[SOLVED] Fastest way to calculate the sum of row-wise "v.T @ v" of a matrix

Fastest way to calculate the sum of row-wise "v.T @ v" of a matrix

I have a 1000 x 500 matrix. For each row, I want to calculate the dot product between the transpose of the row vector and the row vector itself (which should be a scalar), and sum over all rows. Right now I am using

import numpy as np

A = np.random.random((1000, 500))
res = sum(A[i].T @ A[i] for i in range(A.shape[0]))

Since this is the performance bottleneck of my algorithm, I wonder if there are faster ways to do this, peferably a Numpyic solution.

Solution

Testing hpaulj answers in question comments. Adding simple alternative - np.sum(A**2) and two numba functions: single cpu and parallel.

TLDR: Fastest is sum_of_squares_numba_parallel function.

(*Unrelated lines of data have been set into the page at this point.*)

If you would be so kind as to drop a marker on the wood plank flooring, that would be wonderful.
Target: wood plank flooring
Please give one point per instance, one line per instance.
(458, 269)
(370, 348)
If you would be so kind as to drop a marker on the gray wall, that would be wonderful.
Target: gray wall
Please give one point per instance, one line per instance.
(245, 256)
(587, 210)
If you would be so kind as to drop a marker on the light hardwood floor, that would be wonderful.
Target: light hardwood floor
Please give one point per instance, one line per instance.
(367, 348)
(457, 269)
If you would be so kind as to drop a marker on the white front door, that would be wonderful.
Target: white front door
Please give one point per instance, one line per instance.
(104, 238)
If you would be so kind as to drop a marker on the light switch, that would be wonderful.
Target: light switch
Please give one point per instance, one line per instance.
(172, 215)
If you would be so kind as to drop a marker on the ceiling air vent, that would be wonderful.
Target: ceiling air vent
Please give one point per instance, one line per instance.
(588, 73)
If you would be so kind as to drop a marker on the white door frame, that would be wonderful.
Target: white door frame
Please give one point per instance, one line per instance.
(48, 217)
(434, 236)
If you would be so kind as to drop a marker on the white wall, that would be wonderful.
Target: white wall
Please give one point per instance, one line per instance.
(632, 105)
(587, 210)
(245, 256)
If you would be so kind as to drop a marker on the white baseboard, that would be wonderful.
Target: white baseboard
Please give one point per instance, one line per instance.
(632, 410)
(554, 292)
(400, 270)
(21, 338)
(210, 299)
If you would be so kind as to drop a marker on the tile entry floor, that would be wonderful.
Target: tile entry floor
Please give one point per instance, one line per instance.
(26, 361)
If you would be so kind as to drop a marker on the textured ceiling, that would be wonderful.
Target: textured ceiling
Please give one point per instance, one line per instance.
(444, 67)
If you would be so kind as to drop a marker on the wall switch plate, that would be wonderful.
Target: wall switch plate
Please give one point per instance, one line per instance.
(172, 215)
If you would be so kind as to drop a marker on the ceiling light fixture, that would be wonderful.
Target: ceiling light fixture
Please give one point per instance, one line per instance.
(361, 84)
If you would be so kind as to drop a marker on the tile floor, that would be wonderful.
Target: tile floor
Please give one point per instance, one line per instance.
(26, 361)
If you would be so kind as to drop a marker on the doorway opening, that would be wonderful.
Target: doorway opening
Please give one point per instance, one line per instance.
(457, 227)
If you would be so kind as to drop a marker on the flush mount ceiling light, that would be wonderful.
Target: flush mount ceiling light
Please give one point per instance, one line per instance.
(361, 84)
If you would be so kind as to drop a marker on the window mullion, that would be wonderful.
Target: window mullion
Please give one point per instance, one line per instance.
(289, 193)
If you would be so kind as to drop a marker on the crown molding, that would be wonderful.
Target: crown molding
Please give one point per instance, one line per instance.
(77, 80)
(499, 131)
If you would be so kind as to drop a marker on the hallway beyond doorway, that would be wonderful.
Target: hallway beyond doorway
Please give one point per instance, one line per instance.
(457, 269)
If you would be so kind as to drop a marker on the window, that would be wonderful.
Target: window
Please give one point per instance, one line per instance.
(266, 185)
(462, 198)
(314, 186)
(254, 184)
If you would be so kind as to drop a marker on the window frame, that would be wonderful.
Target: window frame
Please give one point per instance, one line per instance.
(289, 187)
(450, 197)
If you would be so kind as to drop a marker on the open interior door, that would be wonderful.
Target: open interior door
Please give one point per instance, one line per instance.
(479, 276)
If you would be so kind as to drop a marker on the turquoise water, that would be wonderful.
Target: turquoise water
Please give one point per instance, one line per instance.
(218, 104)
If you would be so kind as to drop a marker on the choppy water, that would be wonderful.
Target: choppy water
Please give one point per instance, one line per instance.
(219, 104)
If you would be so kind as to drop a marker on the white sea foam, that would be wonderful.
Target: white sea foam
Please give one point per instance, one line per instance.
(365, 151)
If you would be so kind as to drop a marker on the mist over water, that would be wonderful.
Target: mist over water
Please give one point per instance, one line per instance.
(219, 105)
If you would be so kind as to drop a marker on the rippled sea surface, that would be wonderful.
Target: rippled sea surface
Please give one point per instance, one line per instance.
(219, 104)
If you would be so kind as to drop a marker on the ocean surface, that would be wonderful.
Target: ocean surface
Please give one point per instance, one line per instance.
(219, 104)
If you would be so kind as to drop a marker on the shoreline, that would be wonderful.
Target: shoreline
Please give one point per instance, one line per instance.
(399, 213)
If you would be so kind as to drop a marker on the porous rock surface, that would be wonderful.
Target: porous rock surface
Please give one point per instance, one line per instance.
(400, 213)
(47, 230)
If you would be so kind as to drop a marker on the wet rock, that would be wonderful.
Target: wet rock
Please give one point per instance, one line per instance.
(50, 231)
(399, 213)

Fastest numpy only solution: np.einsum('ij,ij',A,A)

@numba.jit("float64(float64[:,:])")
def sum_of_squares_numba(a):
    sum = 0
    n_y, n_x = a.shape
    for i in range(n_y):
        for j in range(n_x):
            sum += a[i, j] * a[i, j]

    return sum

@numba.jit("float64(float64[:, :])", parallel=True)
def sum_of_squares_numba_parallel(a):
    sum = 0
    n_rows, n_cols = a.shape
    for i in numba.prange(n_rows):
        for j in range(n_cols):
            sum += a[i, j] * a[i, j]
    return sum

Rough timings, using line profiler show that np.einsum('ij,ij',A,A) is clear winner when it comes to numpy only results. Probably because it does not have to create itermediate A*A result in the memory and access it afterwards to compute sum.

Numba single CPU calculation is not far off, probably could be done better.

sum_of_squares_numba_parallel is fastest version so far. On my machine 3-4 times faster than einsum.